Among the lowest fish eaters, there were 510 cases of in-situ and 802 cases of malignant melanoma over the 15 years, compared to 729 and 1102 respectively in the highest fish-eating group. 

This means that the rates were 28 per cent and 22 per cent higher for both melanoma in-situ and malignant melanoma for those who ate the most fish compared to the least.

Looking at specific types of fish, there was a higher melanoma rate among people who ate more tuna and non-fried fish. Interestingly, there was no association with fried fish intake.

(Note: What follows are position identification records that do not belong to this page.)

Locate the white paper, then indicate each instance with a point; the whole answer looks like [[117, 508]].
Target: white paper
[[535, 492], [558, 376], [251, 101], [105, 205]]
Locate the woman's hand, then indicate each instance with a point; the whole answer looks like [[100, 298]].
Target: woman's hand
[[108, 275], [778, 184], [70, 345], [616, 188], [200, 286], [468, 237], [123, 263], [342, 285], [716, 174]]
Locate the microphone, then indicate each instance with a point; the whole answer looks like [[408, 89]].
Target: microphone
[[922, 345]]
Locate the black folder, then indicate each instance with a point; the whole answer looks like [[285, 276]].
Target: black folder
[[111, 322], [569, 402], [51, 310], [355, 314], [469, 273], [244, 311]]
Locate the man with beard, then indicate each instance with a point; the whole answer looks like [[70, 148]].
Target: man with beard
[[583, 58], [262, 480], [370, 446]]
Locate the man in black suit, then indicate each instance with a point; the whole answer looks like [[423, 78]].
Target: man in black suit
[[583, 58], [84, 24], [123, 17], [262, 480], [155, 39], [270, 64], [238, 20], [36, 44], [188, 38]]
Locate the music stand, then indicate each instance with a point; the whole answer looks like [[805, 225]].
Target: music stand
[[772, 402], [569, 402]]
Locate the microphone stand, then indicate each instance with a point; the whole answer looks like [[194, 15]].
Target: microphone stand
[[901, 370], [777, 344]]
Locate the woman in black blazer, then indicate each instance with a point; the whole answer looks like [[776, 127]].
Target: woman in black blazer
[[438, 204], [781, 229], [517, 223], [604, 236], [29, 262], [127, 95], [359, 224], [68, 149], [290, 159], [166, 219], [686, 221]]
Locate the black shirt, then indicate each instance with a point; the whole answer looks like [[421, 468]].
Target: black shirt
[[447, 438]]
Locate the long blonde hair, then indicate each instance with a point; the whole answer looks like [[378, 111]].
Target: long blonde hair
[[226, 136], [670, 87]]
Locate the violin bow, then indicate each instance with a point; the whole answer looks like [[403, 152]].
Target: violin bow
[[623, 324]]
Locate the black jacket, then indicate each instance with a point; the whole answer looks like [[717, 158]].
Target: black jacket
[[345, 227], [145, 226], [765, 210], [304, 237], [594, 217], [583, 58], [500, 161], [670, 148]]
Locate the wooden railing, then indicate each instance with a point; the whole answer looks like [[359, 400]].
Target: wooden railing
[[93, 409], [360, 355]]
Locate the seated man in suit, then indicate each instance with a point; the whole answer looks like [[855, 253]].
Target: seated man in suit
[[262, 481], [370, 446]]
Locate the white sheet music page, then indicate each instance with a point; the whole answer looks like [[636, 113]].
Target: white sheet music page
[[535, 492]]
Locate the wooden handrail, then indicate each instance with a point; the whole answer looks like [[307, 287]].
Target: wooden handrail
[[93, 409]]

While that appears counter-intuitive, it is likely due to the very small intakes of fried fish – ranging from less than one up to 7g a day (equivalent to one heaped teaspoon).

(Photo: AFP/File/Ishara S. KODIKARA)

Although the researchers adjusted their analyses for factors that could affect results – such as physical activity, smoking, family history of cancer and alcohol intake – the adjustment for daily UV exposure was only based on the average UV index for the suburb they lived in. 

This means there was no adjustment for UV exposure related to a person’s occupation. They also did not have information on the melanoma risk factors such as mole count, hair colour, history of severe sunburn or individual sun-related behaviours.


This study does not prove eating fish causes melanoma. This is because it’s a “cohort study”, meaning people were observed over time to see whether they developed melanoma or not.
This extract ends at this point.